Tonight I’ve been thinking about the mosaic Hope gave me the night she U-hauled ass out of Pineville.
Before SLOPPY FIRSTS, I’d never written anything longer than a 25-page college term paper. I had a bunch of semi-autobiographical short stories I’d written over the years for various work-shops and was repeatedly encouraged by classmates and teachers to turn them into a novel—something I had absolutely no idea how to do. These stories followed a lot of funny characters making wry observations about the daily indignities of teendom on the Jersey Shore, but lacked an overall plot. More important, there was no emotional core. Why would anyone care about these characters?
In thinking back on my own adolescent life, I could pinpoint THE defining event that changed everything for me: When my best friend moved away mid-way through freshman year. She moved less than 100—not 1,000—miles away. Still far enough to qualify as a long-distance phone call though.
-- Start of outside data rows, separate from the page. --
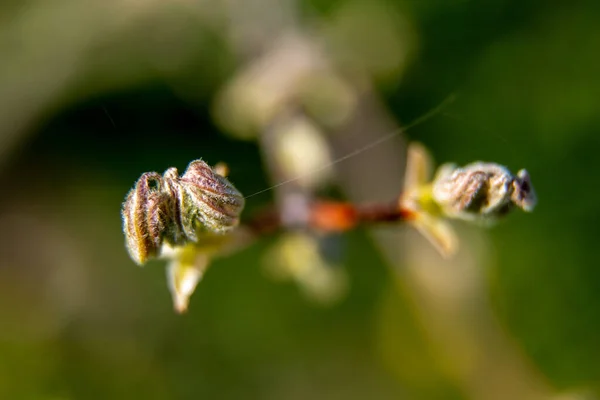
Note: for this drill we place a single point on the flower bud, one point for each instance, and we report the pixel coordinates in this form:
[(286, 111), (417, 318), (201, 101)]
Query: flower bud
[(208, 199), (481, 191), (145, 217)]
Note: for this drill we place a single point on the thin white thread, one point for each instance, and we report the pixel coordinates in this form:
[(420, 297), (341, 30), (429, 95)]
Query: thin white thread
[(423, 118)]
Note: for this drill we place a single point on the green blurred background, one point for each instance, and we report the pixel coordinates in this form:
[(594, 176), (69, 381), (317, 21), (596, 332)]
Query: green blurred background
[(94, 93)]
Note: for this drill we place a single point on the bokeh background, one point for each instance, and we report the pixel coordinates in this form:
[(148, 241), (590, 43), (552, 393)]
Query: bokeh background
[(93, 93)]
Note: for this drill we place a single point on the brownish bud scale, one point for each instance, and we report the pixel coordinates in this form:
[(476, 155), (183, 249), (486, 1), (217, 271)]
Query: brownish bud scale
[(482, 191), (174, 209), (145, 217), (208, 199)]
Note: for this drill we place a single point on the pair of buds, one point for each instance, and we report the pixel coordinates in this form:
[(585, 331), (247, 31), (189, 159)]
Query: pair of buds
[(192, 219), (174, 210)]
And when you’re fifteen years old and don’t have a drivers license 100 miles is a universe apart. My best friend’s departure left me feeling utterly (ahem) hope-less and alone. Over the next three and half years, I made choices—both good and bad—I def-initely wouldn’t have made if she had stayed.
“Write what you know” right? So that’s why we meet Jessica Darling at the post-Hope crossroads of her high school life.